Bashing enemies, flying spaceships and creating with music -- Game Design Showcase features pros in student clothing
By Bill Steele
It's getting harder to tell the students from the pros. Looking over the shoulders of the students (and occasional civilians) who converged on the Spring 2007 Game Design Showcase in Upson Hall May 9 to try out games created in this semester's classes, you might think you were in a commercial arcade. Some impressions:
Animated characters hop and skip across the screen, jumping over obstacles, encountering and bashing enemies -- and occasionally getting bashed, producing the dreaded "Game over" message. Or sometimes the more direct "You're dead!"
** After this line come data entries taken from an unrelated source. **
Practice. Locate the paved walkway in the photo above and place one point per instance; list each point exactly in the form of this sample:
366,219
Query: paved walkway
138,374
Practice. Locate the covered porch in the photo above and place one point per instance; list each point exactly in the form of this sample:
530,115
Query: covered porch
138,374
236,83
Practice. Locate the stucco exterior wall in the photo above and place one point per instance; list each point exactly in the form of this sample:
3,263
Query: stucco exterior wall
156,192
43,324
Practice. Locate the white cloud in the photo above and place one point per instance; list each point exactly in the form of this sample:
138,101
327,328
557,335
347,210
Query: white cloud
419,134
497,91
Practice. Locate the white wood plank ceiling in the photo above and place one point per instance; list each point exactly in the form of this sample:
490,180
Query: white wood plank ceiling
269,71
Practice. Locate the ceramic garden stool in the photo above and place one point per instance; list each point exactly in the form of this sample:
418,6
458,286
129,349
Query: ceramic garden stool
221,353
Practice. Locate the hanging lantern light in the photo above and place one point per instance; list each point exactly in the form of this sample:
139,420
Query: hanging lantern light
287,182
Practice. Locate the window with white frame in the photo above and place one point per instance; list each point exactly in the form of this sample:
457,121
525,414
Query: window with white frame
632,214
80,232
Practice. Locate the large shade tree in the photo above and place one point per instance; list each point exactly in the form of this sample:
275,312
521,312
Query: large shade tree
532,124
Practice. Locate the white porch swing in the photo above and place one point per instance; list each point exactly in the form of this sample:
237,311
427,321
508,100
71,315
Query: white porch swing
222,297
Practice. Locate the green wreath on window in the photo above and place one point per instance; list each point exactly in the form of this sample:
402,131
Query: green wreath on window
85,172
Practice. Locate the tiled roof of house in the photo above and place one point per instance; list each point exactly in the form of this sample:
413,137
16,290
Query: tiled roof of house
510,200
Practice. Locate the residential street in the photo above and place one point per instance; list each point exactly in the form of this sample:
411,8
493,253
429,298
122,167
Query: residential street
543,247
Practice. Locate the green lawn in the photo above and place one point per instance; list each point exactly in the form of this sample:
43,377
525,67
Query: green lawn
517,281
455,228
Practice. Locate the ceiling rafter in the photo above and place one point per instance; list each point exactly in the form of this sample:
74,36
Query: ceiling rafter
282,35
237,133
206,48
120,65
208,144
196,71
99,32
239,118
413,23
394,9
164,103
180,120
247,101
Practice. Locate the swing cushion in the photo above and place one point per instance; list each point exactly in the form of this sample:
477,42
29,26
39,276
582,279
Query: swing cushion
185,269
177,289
On some screens the action is two-dimensional. On others you look down on the field of play. In Deadwing, one of the most sophisticated games, you pilot a spaceship through incredibly detailed Star Wars-style graphics. The level of sophistication grows with experience: The simplest games come out of CS 300, the beginning game-design course. Deadwing comes out of CS 400, a course students can take repeatedly to continually improve their projects.
Some beginners' games make up for their simplicity with creativity and whimsy, as if the students know their games will never be in stores, so they let their imaginations run wild. A poster proclaims, "Throw your enemies at each other, through walls and right into your babies' mouths!" A game called Music Monsters turns the computer keyboard into a piano keyboard (one octave complete with sharps and flats), and the music played on it confers powers on the character sent out to explore an alien planet.
As usual, students do things they are not supposed to be able to do, such as making games for the Nintendo DS handheld game device. "Nintendo doesn't like you to do that," a student explains while using a stylus on the Nintendo's touch screen to control the flight of a spaceship, "but making cards that let you do it is a small industry in itself."
Looking over his shoulder is Keith Epstein of Ithaca-based Kionix Inc., which makes motion sensors used in games, one of several company representatives attending. One day some of these students will be pros.